Throughout the book, the author uses descriptions like this to represent the poultry industry. I knew nothing about this industry before I read this book: my eye were truly opened. I had no idea that the workers were treated in this way. I felt sorry for the immigrants who had to go to work in these slaughterhouses day in and day out. They clearly lead difficult lives that I would not wish upon my worst enemy. Throughout the book, Striffler shows how so much of the industry is at the mercy of money.
This is a business and the logic of capitalism makes the poultry industry operate the way it does. The cruelty is by design: it is more efficient than kindness. Even those who are inclined to treat chickens well have difficulties in situations where money is short. One company reports to Striffler that they want to raise free range chickens but they were hostage to money concerns. The author writes: “The chickens started getting hungry and needed food. We couldn’t afford to feed chickens we weren’t going to sell.
You get the feed on credit from the company that buys the chicks. Besides, chickens aren’t pets. We’re not feeding 25,000 chicks if we can’t sell them. This is a business. Oh, but these people from Washington [PETA] go nuts. They come down here and start picketing. They kept using this term. Damn. I can’t remember it. . . . They said we were being cruel to chickens. We’re raising them to be processed into nuggets so these people can eat them and they say we are being cruel” (88). It is important to remember that this is all a business Overall, this book made me feel bad.
There was little or nothing in it that was pleasant. In fact, it made me somewhat sick to my stomach. I thought about all the chicken I had eaten in my life. I have always enjoyed fried chicken and chicken kiev. For me, it was a lean and tasty source of protein. But now, having read this book, it is hard for me to get many of the images of injured, sick, dirty, agonized chickens out of my mind. In some ways, I wish I had never read this book and learned how the poultry industry is organized. I will probably never eat chicken again.
Reading this book has had a direct impact on my dietary habits. It has also affected my relationship to my family—who love chicken. I try to tell them about the poultry industry and this book, but they are not interested. They see my new opinions as a form of judgement and resent how frequently I bring up this subject. Whenever I see chicken in the supermarket I think of a live chicken and all its hopes and dreams. I think of how the poultry industry crushes those hopes and dreams. It all makes me sad, and a bit sick.
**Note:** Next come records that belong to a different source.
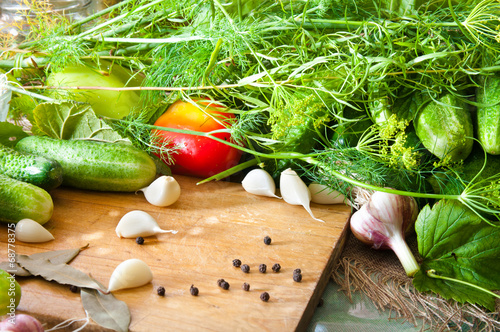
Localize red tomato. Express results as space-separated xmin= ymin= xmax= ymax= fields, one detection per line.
xmin=153 ymin=100 xmax=242 ymax=178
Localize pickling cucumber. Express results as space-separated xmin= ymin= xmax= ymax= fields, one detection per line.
xmin=0 ymin=144 xmax=62 ymax=190
xmin=476 ymin=75 xmax=500 ymax=155
xmin=0 ymin=174 xmax=54 ymax=225
xmin=414 ymin=93 xmax=474 ymax=162
xmin=15 ymin=136 xmax=156 ymax=192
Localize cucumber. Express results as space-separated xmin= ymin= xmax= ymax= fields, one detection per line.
xmin=15 ymin=136 xmax=156 ymax=192
xmin=476 ymin=75 xmax=500 ymax=155
xmin=0 ymin=144 xmax=63 ymax=190
xmin=414 ymin=93 xmax=474 ymax=162
xmin=0 ymin=174 xmax=54 ymax=225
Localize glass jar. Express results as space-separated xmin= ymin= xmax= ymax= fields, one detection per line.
xmin=0 ymin=0 xmax=96 ymax=39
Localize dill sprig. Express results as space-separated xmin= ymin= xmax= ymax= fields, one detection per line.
xmin=0 ymin=0 xmax=500 ymax=223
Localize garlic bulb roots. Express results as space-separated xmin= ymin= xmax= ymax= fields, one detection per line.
xmin=115 ymin=210 xmax=177 ymax=238
xmin=241 ymin=168 xmax=281 ymax=198
xmin=16 ymin=219 xmax=54 ymax=243
xmin=350 ymin=191 xmax=420 ymax=276
xmin=280 ymin=168 xmax=323 ymax=222
xmin=108 ymin=258 xmax=153 ymax=292
xmin=139 ymin=175 xmax=181 ymax=207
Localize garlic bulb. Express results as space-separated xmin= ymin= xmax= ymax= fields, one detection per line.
xmin=16 ymin=219 xmax=54 ymax=243
xmin=241 ymin=168 xmax=281 ymax=198
xmin=280 ymin=168 xmax=323 ymax=221
xmin=139 ymin=175 xmax=181 ymax=207
xmin=350 ymin=191 xmax=419 ymax=276
xmin=108 ymin=258 xmax=153 ymax=292
xmin=308 ymin=182 xmax=349 ymax=205
xmin=115 ymin=210 xmax=177 ymax=238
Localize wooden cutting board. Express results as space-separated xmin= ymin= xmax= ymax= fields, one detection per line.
xmin=0 ymin=176 xmax=350 ymax=331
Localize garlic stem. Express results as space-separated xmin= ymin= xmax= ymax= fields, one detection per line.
xmin=389 ymin=234 xmax=420 ymax=277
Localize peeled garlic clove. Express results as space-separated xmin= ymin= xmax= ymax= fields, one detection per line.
xmin=115 ymin=210 xmax=177 ymax=239
xmin=16 ymin=219 xmax=54 ymax=243
xmin=139 ymin=175 xmax=181 ymax=206
xmin=308 ymin=182 xmax=348 ymax=204
xmin=108 ymin=258 xmax=153 ymax=292
xmin=241 ymin=168 xmax=281 ymax=198
xmin=280 ymin=168 xmax=323 ymax=221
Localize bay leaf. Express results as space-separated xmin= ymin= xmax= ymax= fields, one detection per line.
xmin=0 ymin=261 xmax=31 ymax=277
xmin=0 ymin=244 xmax=89 ymax=277
xmin=80 ymin=288 xmax=131 ymax=332
xmin=16 ymin=255 xmax=106 ymax=291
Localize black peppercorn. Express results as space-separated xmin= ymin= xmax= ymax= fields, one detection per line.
xmin=189 ymin=285 xmax=199 ymax=296
xmin=241 ymin=264 xmax=250 ymax=273
xmin=318 ymin=298 xmax=325 ymax=308
xmin=293 ymin=273 xmax=302 ymax=282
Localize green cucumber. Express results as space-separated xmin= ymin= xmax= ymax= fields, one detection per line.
xmin=0 ymin=174 xmax=54 ymax=225
xmin=476 ymin=75 xmax=500 ymax=155
xmin=414 ymin=93 xmax=474 ymax=162
xmin=0 ymin=144 xmax=63 ymax=190
xmin=15 ymin=136 xmax=156 ymax=192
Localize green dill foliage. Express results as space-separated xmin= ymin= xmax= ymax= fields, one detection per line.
xmin=0 ymin=0 xmax=500 ymax=211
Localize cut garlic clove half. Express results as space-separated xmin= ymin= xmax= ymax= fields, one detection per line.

I also think of the immigrants working in the factories and how difficult their own lives are. It seems to be a cycle of capitalistic violence. We surely can do better. Food is one of the most important things in life. We need it to survive, but we also love the way it tastes. Chicken, for many people, is a food staple, and yet they spend very little time thinking about where it comes from and how it gets on their plate. Striffler, to his credit, has begun to change that. In this fascinating book he explains the real story behind the poultry industry.